The Governor outlined a number of factors that in recent months have made financing Green Mountain Care more expensive and less practical. These include:
· The amount of federal funds available to Vermont for this transition, which are over $150 million less than had been previously anticipated.
· The state failure to meet the goals set forth for increases in Medicaid provider payments, which adds more than $150 million cumulatively to the amount that needs to be raised through public financing.
· Covering cross border commuters who work for Vermont firms, a policy necessary to prevent complexity and costs for businesses, which adds up to $200 million to the amount that needs to be publicly financed.
· Slower than originally projected economic growth, already resulting in $75 million less in general fund revenue than anticipated in the next two fiscal years. Because of this, every percent of tax raises fewer dollars than had been anticipated, requiring higher tax rates to fund the system.
Acknowledging the disappointment he and many others will feel about not moving to a publicly-financed system now, the Governor said, "I will not let up on the gas pedal to improve our health care system in Vermont. We can and must make progress in 2015 to put in place a better, fairer, and less-costly health care system, one that in the future supports a transition to Green Mountain Care so that all Vermonters receive affordable, publicly-financed health care. In order for us to get there, we need to accelerate the hard work we've begun on cost containment and a more rational payment and delivery system."
To do that, the Governor outlined a number of proposal he will pursue this legislative session, including:
•Enhancing the Green Mountain Care Board's role as a central regulator of health care with the goal of lowering health care spending increases to between 3-4% in the long term.
•Continuing to pursue an "all-payer waiver" with the federal government so that Vermont succeeds in being the first state to move from the current quantity based fee-for-service system to one that reimburses providers for quality and outcomes.

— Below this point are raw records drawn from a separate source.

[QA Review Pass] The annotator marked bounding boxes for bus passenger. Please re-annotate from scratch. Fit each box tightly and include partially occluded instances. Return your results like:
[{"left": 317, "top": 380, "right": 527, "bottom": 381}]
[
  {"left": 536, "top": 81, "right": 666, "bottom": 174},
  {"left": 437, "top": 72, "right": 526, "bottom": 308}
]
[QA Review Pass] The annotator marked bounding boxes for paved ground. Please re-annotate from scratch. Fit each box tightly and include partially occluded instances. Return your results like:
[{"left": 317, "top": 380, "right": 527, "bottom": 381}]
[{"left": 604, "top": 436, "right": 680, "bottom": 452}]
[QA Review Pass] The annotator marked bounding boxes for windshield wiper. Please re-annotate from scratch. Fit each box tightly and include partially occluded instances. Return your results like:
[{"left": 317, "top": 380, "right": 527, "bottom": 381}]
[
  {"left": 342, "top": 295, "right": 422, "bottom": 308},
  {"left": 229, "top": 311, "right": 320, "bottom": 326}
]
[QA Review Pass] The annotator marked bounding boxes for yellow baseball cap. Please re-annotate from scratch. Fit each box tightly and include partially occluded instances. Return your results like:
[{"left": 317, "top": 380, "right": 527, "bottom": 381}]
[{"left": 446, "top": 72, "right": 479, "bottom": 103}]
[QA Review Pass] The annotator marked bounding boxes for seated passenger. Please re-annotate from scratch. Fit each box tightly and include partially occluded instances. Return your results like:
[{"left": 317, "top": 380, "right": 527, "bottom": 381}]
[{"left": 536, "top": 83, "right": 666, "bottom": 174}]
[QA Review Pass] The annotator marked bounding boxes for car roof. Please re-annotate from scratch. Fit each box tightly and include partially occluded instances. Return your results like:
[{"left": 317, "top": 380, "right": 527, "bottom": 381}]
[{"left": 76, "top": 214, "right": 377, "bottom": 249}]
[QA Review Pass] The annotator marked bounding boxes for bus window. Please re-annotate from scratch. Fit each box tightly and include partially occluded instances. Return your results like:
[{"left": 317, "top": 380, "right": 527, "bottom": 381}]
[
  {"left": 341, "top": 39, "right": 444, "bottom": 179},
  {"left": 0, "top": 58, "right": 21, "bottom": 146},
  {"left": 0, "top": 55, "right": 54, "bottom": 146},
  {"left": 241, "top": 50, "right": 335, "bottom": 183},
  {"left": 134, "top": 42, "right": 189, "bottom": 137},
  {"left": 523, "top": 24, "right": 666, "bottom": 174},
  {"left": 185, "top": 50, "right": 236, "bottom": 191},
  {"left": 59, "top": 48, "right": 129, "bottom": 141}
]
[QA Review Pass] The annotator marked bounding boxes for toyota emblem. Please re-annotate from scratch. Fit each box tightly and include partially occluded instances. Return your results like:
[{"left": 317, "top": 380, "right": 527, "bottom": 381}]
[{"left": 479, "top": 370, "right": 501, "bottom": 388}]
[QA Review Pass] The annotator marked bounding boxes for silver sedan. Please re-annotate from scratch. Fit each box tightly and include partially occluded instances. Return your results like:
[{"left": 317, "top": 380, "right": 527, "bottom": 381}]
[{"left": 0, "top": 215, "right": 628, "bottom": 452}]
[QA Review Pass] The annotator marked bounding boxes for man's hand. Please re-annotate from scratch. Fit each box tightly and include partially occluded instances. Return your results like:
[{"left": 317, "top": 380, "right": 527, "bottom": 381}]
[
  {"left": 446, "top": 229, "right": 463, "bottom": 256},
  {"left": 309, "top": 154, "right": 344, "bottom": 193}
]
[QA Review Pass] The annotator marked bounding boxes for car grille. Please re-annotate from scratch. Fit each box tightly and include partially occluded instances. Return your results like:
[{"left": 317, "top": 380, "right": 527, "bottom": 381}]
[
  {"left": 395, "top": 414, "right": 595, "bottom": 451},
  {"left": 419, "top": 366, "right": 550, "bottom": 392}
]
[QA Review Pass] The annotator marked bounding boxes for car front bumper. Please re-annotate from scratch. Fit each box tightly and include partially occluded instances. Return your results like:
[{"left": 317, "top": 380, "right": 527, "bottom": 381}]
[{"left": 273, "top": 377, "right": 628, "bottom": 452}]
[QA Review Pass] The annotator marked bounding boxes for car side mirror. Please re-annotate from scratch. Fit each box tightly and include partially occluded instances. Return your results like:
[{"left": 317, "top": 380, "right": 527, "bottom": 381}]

•Strengthening Vermont's commitment to the Blueprint for Health and building on the preliminary results it has shown in bending the cost curve while ensuring quality health care to Vermonters.
•Restructuring of the function and oversight of Vermont Information Technology Leaders (VITL), the state-created nonprofit that oversees the Vermont Health Information Exchange to push the state toward greater levels of technology utilization and integration. This would include shifting VITL to the Green Mountain Care Board and giving the Board the authority to approve and monitor VITL's budget to ensure VITL's priorities and investments are consistent with the statewide health information technology plan.
The Governor concluded that succeeding in these areas would set Vermont on a path to a more sensible, affordable health care system and preserve for another day the vision of universal, publicly-financed health care.
"I recognize that it may be hard to put this news in perspective given the scrutiny it has received over the past four years," the Governor said. "There will be quite a bit of analysis and commentary that comes from my announcement today. In all of that, I urge us to remember what we have been fighting for and how our work fits into the larger picture. This year – 2014 – is the 80th anniversary of the first federal proposal for Medicare, one of our country's greatest achievements. It was first proposed by FDR's Committee on Economic Security and it took 31 years to become law. Medicaid took 50 years to pass; Social Security took 25 years. The point is that change is difficult to achieve, and worthy causes take time to take root. A better, fairer, more rational, and more sustainable way to pay for health care is worth fighting for. We must continue our hard work and our successes. Our time will come."